“I call heaven and earth to witness against you today, that I have set before you life and death, the blessing and the curse. So choose life in order that you may live, you and your descendants” (Deuteronomy 30:19).
Because we are made in the image of God, we have the freedom, and indeed the responsibility, to choose. Where there is no freedom of choice there can be neither sin nor righteousness, because it is in the nature of both that they be voluntary.
Sin is a voluntary act known to be contrary to the will of God; if there is no moral knowledge there can be no voluntary choice, so there can be no sin. It is the knowledge of right and wrong that imposes the necessity for us to make a choice; because of the fatal decision of Adam and Eve to eat of the tree of the knowledge of good and evil, we must all choose; sin became inherent in man when our first parents made the decision to eat of the forbidden fruit. It was the wrong choice.
Lucifer became Satan when he made his fateful choice; “But you said in your heart, ‘I will go up to heaven; I will exalt my throne above the stars of God; I will sit on the mount of assembly in the sides of the north. I will ascend above the heights of the clouds; I will be like the Most High” (Isaiah 14:13-14).
Here a choice is made against knowledge and against authority; here, sin was conceived and death brought forth, even as James said;
“But each one is tempted by his own desire, being dragged away and enticed into wrongdoing; then, the desire conceiving, it gives birth to sin, and the sin being brought to completion, it brings forth death” (James 1:14-15).

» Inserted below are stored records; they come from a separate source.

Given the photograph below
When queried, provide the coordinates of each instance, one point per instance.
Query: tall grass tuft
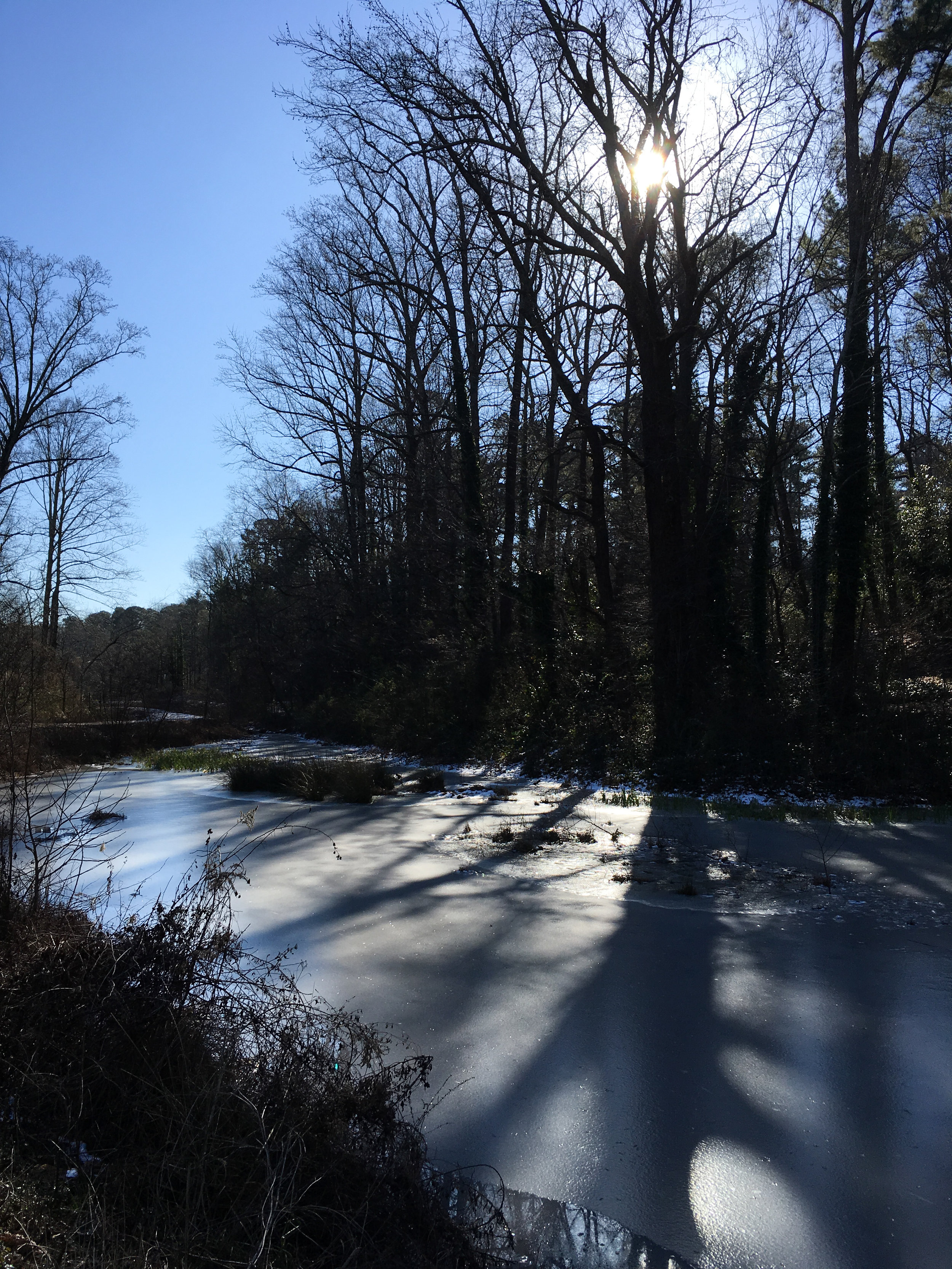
(352, 780)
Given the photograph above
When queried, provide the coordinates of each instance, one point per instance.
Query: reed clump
(351, 780)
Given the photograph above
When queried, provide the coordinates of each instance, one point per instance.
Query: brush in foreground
(171, 1101)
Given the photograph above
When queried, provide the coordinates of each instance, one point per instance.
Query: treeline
(602, 414)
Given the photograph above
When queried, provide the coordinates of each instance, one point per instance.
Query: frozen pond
(760, 1078)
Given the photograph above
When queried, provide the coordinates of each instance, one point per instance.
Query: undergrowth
(171, 1101)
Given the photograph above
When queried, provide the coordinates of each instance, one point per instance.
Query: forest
(601, 419)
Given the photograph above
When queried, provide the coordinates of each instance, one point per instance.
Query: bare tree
(86, 517)
(51, 346)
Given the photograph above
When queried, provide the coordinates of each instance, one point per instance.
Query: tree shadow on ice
(735, 1088)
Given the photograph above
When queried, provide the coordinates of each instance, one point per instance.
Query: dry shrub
(212, 1113)
(428, 780)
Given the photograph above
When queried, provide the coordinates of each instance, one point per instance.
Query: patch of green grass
(352, 780)
(197, 758)
(732, 809)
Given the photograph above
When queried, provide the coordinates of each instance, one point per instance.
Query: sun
(650, 169)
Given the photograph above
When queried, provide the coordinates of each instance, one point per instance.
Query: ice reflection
(550, 1235)
(748, 1215)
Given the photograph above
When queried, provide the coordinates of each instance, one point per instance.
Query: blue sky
(147, 135)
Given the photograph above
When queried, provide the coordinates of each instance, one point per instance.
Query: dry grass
(171, 1101)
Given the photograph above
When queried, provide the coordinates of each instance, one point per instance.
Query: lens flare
(650, 169)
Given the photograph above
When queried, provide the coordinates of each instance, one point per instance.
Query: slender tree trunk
(852, 465)
(885, 499)
(761, 555)
(511, 475)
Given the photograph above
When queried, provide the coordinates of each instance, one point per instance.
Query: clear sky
(147, 135)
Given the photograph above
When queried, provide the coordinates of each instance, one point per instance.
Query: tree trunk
(511, 477)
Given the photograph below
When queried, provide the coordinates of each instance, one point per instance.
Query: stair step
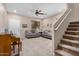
(73, 37)
(73, 25)
(69, 47)
(63, 53)
(71, 41)
(76, 22)
(72, 32)
(73, 28)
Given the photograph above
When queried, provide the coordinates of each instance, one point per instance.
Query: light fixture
(14, 11)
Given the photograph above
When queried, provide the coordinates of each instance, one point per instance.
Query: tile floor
(36, 47)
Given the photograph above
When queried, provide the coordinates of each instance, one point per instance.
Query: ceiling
(28, 9)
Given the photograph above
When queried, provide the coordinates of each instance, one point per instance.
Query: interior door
(14, 26)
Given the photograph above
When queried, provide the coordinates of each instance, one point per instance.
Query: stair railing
(61, 19)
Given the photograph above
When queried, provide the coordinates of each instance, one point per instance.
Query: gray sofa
(47, 34)
(32, 34)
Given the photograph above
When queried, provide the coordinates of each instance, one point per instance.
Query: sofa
(44, 34)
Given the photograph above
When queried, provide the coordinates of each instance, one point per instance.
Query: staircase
(69, 45)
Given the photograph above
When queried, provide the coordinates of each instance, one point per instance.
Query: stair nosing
(72, 41)
(71, 35)
(61, 53)
(71, 31)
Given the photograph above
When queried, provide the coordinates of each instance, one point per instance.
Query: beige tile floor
(36, 47)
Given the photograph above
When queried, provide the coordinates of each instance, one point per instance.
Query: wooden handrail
(62, 20)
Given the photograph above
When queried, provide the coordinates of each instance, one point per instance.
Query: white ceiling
(28, 9)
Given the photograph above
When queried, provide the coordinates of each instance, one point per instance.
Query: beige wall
(74, 16)
(23, 20)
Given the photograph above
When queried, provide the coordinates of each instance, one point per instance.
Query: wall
(3, 18)
(23, 20)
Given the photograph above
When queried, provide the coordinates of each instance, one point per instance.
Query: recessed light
(14, 11)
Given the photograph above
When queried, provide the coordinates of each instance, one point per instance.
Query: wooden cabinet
(10, 45)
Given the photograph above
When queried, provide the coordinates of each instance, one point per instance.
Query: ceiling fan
(39, 12)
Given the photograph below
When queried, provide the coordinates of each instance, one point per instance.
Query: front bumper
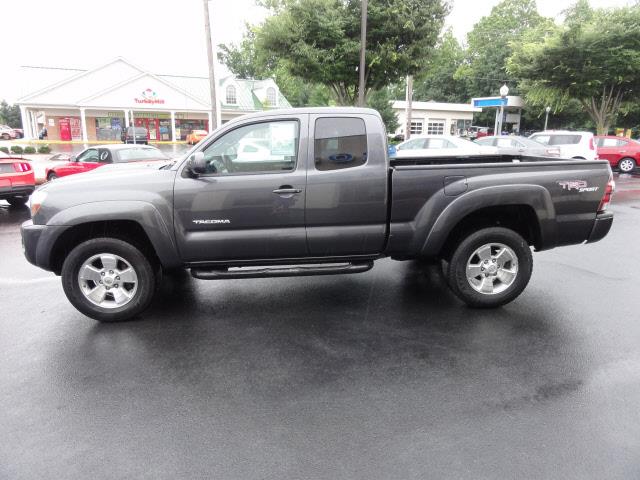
(16, 191)
(38, 242)
(601, 227)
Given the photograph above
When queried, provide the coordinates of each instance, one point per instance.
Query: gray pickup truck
(310, 192)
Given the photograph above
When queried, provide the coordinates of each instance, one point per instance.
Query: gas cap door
(455, 185)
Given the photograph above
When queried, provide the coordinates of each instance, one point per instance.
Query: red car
(95, 157)
(621, 152)
(17, 181)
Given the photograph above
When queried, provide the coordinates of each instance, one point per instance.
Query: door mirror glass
(197, 163)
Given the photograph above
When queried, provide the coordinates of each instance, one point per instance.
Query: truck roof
(310, 110)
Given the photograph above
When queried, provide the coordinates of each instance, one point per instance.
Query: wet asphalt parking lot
(382, 375)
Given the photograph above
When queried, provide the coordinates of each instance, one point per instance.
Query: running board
(280, 271)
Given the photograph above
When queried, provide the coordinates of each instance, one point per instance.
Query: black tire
(148, 279)
(457, 271)
(17, 201)
(627, 165)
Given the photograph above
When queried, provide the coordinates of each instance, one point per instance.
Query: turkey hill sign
(149, 96)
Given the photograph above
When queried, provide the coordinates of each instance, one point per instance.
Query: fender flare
(534, 196)
(143, 213)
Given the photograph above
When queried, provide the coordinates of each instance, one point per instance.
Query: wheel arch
(526, 209)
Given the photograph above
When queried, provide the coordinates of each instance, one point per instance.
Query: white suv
(571, 144)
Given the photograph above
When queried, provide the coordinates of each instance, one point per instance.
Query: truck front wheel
(490, 267)
(108, 279)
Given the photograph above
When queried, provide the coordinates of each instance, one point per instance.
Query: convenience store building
(96, 104)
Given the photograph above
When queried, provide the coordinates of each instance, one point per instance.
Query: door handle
(287, 190)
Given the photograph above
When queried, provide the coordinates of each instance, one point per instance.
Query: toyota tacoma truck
(310, 192)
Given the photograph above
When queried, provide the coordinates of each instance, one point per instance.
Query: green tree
(381, 100)
(246, 61)
(490, 43)
(594, 59)
(438, 80)
(10, 115)
(318, 41)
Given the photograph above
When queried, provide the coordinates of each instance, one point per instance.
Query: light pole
(504, 91)
(546, 118)
(363, 47)
(212, 76)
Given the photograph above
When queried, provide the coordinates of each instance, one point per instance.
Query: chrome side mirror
(197, 163)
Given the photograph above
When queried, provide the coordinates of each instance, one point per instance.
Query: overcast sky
(164, 37)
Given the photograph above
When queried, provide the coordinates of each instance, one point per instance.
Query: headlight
(37, 198)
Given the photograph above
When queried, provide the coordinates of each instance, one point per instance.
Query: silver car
(514, 145)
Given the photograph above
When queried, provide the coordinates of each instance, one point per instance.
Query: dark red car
(101, 155)
(17, 181)
(622, 153)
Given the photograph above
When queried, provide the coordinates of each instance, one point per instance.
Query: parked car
(141, 135)
(514, 145)
(195, 136)
(7, 133)
(474, 132)
(440, 145)
(622, 153)
(579, 145)
(16, 180)
(40, 166)
(101, 155)
(333, 205)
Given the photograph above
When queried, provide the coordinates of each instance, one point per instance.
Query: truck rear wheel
(490, 267)
(109, 279)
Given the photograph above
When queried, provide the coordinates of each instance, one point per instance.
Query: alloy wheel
(492, 268)
(108, 280)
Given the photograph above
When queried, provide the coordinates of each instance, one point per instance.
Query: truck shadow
(398, 322)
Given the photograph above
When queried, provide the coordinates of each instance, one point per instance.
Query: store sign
(150, 97)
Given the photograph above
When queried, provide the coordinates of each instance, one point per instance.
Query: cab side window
(105, 156)
(339, 143)
(267, 147)
(413, 144)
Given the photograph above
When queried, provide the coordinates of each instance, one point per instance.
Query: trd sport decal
(579, 185)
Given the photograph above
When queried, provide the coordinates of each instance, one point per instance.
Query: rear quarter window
(340, 143)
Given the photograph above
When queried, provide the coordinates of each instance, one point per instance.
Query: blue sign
(490, 102)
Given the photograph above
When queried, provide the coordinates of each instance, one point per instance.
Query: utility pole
(409, 100)
(546, 118)
(212, 77)
(363, 48)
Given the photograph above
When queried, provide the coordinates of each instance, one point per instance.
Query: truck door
(250, 202)
(346, 202)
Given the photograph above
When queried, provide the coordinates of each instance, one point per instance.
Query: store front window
(185, 126)
(109, 128)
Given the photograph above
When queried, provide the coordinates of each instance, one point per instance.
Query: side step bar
(280, 271)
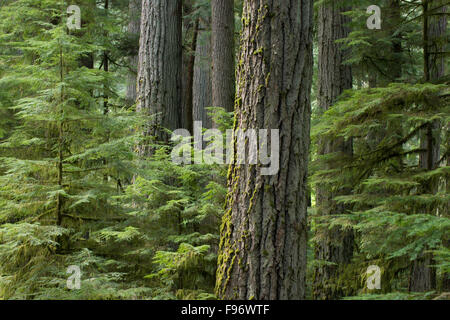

On the other hand, Jesus Christ revealed the nature of holiness and righteousness when He cried out; “Not according to My wish, Father, but Yours” (Matthew 26:39). Here is a deliberate choice made with the full knowledge of the consequences. On the face of it, the wish of the man who was God, seems to be in conflict with the higher wish of God the Father in heaven, but that is to misunderstand what is taking place. Jesus wishes to fulfill the Messianic scriptures by going to the cross and offering redemption to mankind, but here, on the face of it, He is dying in the garden instead, thus failing in His prophesied mission. Nevertheless, He yields to the Father’s wish, even if it means the plan of redemption is not carried out; and, we are told, His prayers were listened to because of His “reverent submissiveness” or “reverent compliance” (Hebrews 5:7), the same quality with which we are urged to serve God (Hebrews 12:8).
These examples show us the vast difference between Christ and Satan and that difference divides saint from sinner to this day, and heaven from hell for eternity. The secret of righteousness is not the destruction of the will of man, but the yielding up of it into the wish of God.